The Descent of Man.

FIRST EDITION, FIRST ISSUE OF CHARLES DARWIN'S THE DESCENT OF MAN; IN THE ORIGINAL CLOTH

The Descent of Man.

DARWIN, Charles.

Item Number: 90473

London: John Murray, 1871.

First edition, first issue of both volumes (with “transmitted” the first word on p. 297 in the first volume; in the second, the printer’s note on the verso of the half-title, errata on title verso, and the postscript leaf after p. viii. Both volumes have the January ads). Octavo, two volumes, original green cloth with gilt titles and tooling to the spine. From the library of French paleontologist William Alexandre Ooster with his bookplate to each volume. Ooster authored several works on paleontology in the late 19th century including his best-know 1863 title “Petrifications Remarquables Des Alpes Suisses; Synopsis Des Echinodermes Fossiles Des Alpes Suisses.” In excellent condition with light rubbing to the extremities with the spine gilt bright. Housed in a custom half morocco clamshell box.

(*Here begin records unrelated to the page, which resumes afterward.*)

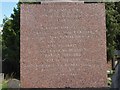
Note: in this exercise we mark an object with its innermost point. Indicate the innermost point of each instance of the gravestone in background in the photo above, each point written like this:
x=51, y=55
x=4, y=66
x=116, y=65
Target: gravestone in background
x=63, y=45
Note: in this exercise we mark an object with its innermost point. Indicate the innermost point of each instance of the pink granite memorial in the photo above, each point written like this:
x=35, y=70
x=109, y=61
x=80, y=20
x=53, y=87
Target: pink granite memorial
x=63, y=45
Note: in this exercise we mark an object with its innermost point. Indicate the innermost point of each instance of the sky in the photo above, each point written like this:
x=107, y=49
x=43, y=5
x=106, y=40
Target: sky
x=6, y=8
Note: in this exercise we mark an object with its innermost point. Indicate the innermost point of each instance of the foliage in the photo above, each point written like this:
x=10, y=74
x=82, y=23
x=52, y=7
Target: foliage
x=113, y=28
x=11, y=43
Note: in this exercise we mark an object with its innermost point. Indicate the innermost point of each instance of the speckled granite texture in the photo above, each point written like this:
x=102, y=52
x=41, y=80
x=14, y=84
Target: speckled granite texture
x=63, y=45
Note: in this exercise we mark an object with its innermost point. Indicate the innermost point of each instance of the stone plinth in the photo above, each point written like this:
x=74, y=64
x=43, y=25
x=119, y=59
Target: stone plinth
x=63, y=45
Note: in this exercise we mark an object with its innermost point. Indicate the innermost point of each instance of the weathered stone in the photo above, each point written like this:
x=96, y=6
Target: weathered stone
x=63, y=45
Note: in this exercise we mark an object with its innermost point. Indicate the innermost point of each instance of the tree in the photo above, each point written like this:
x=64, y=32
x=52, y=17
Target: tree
x=113, y=28
x=11, y=43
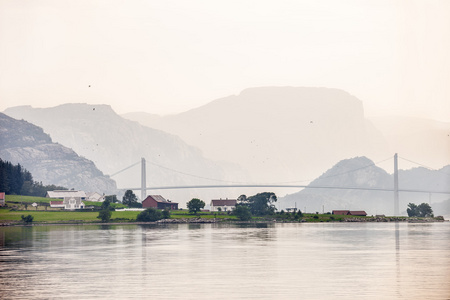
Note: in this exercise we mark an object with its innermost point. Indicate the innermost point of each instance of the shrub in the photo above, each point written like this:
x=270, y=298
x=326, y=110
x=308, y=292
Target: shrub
x=242, y=213
x=104, y=215
x=27, y=219
x=149, y=215
x=166, y=214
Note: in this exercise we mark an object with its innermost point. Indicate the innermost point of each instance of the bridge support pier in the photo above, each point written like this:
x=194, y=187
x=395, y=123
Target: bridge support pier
x=396, y=204
x=143, y=180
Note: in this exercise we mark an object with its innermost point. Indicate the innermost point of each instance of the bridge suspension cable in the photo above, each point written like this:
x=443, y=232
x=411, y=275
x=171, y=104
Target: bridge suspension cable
x=125, y=169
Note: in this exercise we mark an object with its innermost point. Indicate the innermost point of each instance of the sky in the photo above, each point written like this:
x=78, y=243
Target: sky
x=166, y=56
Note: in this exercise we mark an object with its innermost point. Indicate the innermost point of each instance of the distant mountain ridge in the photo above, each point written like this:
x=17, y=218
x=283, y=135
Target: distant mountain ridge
x=114, y=143
x=51, y=163
x=362, y=172
x=277, y=133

The book, in its first edition, contains two parts, the descent of man itself, and selection in relation to sex. The word 'evolution' occurs [Volume I, p. 2] for the first time in any of Darwin's works" (Freeman, 128-29). It also contains Darwin's important (and then controversial) statement that the extinct ancestors of Homo Sapiens would have been classified among the primates. "One of the ten most significant books ever written" (Sigmund Freud). Freeman 937; Garrison-Morton 170; Printing and the Mind of Man 169; Rieber 121.